A New Axis to Grind?

Bush's New Axis

President Bush's speech before the National Endowment for Democracy this past Thursday drew bristling responses from Middle East nations and frank skepticism from analysts across a variety of think tanks.

WASHINGTON - In what the White House billed as a major address, President George W Bush on Thursday announced that the United States has adopted a new policy he calls "a forward strategy of freedom in the Middle East".

. . .

But independent analysts warned that Bush's sweeping rhetoric could backfire, both by fueling concerns about his administration's larger regional ambitions and by creating expectations that are unlikely to be met, even in Iraq.

"The rhetoric is meaningless if the reality on the ground gets much worse," said Geoffrey Kemp, a top Middle East adviser to former president Ronald Reagan and currently with the Richard M Nixon Center, a think tank in Washington.

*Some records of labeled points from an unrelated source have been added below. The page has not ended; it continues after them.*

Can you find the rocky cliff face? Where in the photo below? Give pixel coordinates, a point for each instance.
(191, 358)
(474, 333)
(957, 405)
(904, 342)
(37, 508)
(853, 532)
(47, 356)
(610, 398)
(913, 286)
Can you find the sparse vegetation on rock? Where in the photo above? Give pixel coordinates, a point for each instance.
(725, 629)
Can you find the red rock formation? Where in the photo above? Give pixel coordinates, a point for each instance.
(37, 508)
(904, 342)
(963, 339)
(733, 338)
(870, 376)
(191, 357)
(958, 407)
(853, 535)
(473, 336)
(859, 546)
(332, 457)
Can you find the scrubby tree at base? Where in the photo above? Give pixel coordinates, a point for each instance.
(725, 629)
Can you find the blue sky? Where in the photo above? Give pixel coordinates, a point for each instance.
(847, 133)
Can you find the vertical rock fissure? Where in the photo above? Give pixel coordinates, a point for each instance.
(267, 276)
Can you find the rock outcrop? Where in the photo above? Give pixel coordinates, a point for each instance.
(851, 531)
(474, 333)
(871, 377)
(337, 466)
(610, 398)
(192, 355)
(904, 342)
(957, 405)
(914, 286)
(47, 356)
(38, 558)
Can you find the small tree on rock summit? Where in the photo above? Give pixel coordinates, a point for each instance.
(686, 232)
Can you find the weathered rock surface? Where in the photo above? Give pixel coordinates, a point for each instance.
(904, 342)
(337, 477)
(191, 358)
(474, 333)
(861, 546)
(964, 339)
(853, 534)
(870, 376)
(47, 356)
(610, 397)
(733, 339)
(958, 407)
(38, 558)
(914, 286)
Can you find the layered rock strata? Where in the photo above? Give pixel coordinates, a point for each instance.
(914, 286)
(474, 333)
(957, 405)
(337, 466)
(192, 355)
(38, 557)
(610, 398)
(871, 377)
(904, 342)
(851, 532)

In an interview he also noted that Bush's praise of authoritarian allies in the region could well provoke more cynicism about US intentions among democratic forces there. "This is part of an increasingly desperate attempt by the administration to shore up support for Iraq," said Charles Kupchan, a foreign policy analyst at the Council on Foreign Relations. "A war that was supposed to be about national security must now be cast as a war for Wilsonian liberalism," he told Inter Press Service.